257. Citra, Śūra and Citraratha were the sons of Agāvaha. Citrasena was his son. He had a daughter Citravatī

258. Tumba had two sons viz. Tumba (?) and Tumbavarcas.

Vajrāra and Kṣipra were the sons of Upāsaṅga.

259. Bhūrīndrasena and Bhūri were the sons of Gaveṣaṇa.

Sudhanus was his (?) son born of the daughter of Yudhiṣṭhira.

260. Kāśyā (Princess of Kāśī) bore five courageous and strong sons to Sāmba. They are glorified as five shining heroes beginning with Satya.

261-262. The grandsons of the noble-souled Yādavas were three crores in number. The entire family and those who stay in the family are under the protection and the lordly authority of Viṣṇu. Suras and human beings are bound by those who abide by his behests.

263. Those powerful Asuras who were killed in the battles between the Devas and Asuras are born here among human beings. They harass human beings.

264. It is for annihilating them that they are born in the family of Yāḍavas. A hundred branches of the family of the noble-souled Yādavas were born.

265. Thus the progeny of Vṛṣṇis has been glorified succinctly and in detail. That must be glorified by one who is desirous of achievement of fame.

Footnotes and references:


Acc. to Vā. P. 71.3 King Bhajamāna had from Sṛñjayā two sons Bāhya and Bāhyaka.


The list in Vā. P. is Nimi, Paṇava, Vṛṣṇi, Para-Purañjaya.


The river Banas in Rajasthan, is tributary to the Chambal—De 146.


AIHT p. 107—The genealogy.


Compare the story of Syamantaka in Bh.P.X.Chf 56 and 57.


Kalyārtha is obscure. Vā. P. 96-63 reads tulyārtha ‘for equivalence’ in performance of rites.


us all' as per Vā. P. 96.66.


Asaṅga according to AIHT, p. 107.


A popular etymology of Gāṃdinī.


AIHT, p. 150 records Nandanodakadundubhi as the name. His another name Andhaka given in our text is not given by Pargiter.


According to the genealogy on p. 105 of AIHT Āhuka was the son of Punarvasu.


Vasudeva’s unparalleled handsomeness is recorded not only in Brahmanical Purāṇas but in Jaina works also. According to Jaina records, Vasudeva was banished by his father, as complaints were lodged by the citizens about the seductive effect of his beauty on their women.
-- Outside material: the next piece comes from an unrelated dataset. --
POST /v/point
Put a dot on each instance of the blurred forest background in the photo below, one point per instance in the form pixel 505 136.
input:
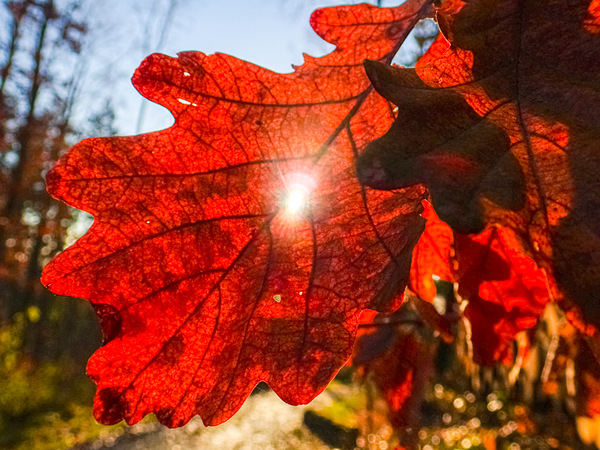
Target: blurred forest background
pixel 65 69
A work called Vasudeva Hindi (600 A.D) an authentic version of the (Paiśācī) Bṛhatkathā of Guṇāḍhya—makes Vasudeva (instead of Naravāhanadatta) a hero whose wonderings were a marriage-campaign.


grandsons according to Vā. P. 96. 164.

There appears to be some confusion in the text.
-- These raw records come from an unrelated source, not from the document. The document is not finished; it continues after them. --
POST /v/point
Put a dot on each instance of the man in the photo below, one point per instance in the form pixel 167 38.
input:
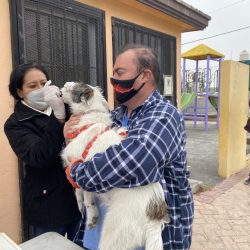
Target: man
pixel 154 150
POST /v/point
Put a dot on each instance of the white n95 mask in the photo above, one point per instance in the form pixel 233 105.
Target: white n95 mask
pixel 36 98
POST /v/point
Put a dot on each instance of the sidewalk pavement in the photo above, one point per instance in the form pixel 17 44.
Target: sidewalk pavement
pixel 222 215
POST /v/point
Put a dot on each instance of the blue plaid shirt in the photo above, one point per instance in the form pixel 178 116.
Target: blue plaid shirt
pixel 154 151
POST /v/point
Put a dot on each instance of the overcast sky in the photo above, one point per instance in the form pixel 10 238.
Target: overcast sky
pixel 226 16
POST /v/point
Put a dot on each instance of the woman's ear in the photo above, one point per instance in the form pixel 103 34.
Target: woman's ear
pixel 20 93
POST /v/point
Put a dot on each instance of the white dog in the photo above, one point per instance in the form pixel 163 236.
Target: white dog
pixel 135 216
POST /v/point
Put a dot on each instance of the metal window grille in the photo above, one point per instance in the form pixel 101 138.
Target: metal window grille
pixel 65 37
pixel 164 46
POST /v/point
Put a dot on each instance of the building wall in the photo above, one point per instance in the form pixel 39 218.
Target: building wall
pixel 9 182
pixel 128 10
pixel 141 15
pixel 234 110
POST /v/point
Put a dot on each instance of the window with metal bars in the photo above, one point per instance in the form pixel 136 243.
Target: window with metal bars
pixel 66 37
pixel 164 45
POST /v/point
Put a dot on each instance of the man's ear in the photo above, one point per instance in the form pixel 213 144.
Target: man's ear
pixel 147 75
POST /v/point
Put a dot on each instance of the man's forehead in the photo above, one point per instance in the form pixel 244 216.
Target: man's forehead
pixel 125 60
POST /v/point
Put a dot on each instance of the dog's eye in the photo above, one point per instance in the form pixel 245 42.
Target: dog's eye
pixel 87 93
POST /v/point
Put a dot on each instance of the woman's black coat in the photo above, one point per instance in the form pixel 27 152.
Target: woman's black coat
pixel 37 139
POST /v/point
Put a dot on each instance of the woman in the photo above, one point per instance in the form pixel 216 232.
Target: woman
pixel 35 133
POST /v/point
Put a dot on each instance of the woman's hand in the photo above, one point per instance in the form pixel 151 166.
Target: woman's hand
pixel 69 126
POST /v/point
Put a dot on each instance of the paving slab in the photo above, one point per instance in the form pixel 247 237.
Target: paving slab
pixel 222 215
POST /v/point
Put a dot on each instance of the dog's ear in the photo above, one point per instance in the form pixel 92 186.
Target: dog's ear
pixel 87 94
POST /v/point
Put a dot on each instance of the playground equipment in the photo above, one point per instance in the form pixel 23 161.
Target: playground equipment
pixel 186 100
pixel 201 52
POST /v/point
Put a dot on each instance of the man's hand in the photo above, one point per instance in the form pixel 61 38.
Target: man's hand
pixel 67 171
Syntactically sā Nandagopateh is tautologous. should stand for Devakī but then Nandagopateḥ needs emendation like Ānakadundubheḥ. The emended text will be sā’nakadundubheḥ. ‘she (Devakī) was the wife of Vasudeva.’
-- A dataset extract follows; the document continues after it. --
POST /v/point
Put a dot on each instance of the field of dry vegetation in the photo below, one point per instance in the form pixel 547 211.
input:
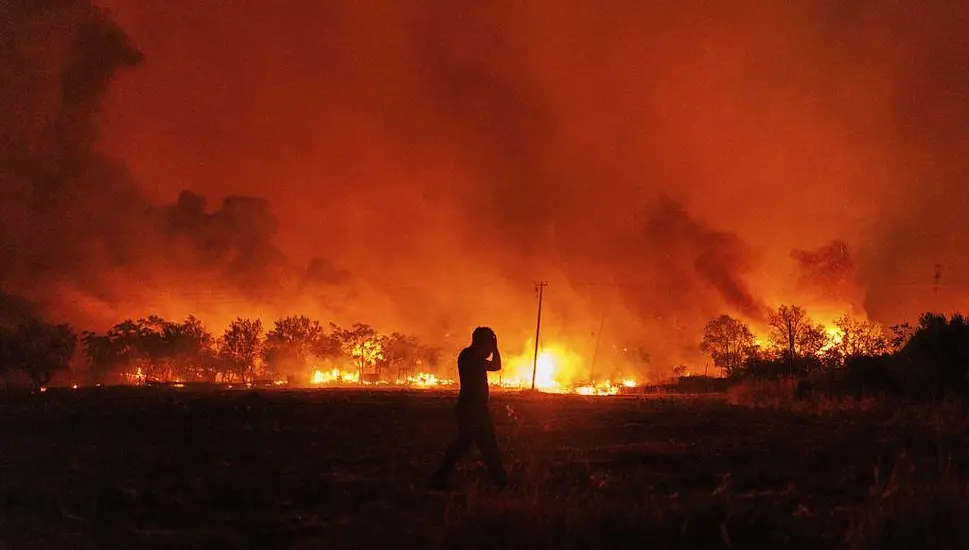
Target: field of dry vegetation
pixel 169 468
Contrast Bh.P.X.5.5-8 where Kaṃsa is said to have snatched away the girl from Devakī and tried to dash her on a slab of stone.


According to Bh.p.X.8.48-51 Nanda was a Senior Vasu called Droṇa in his previous birth and Dharā was his wife. God Brahmā gave them a boon whereby they became the foster-parents of Lord Kṛṣṇa and were devoted to him.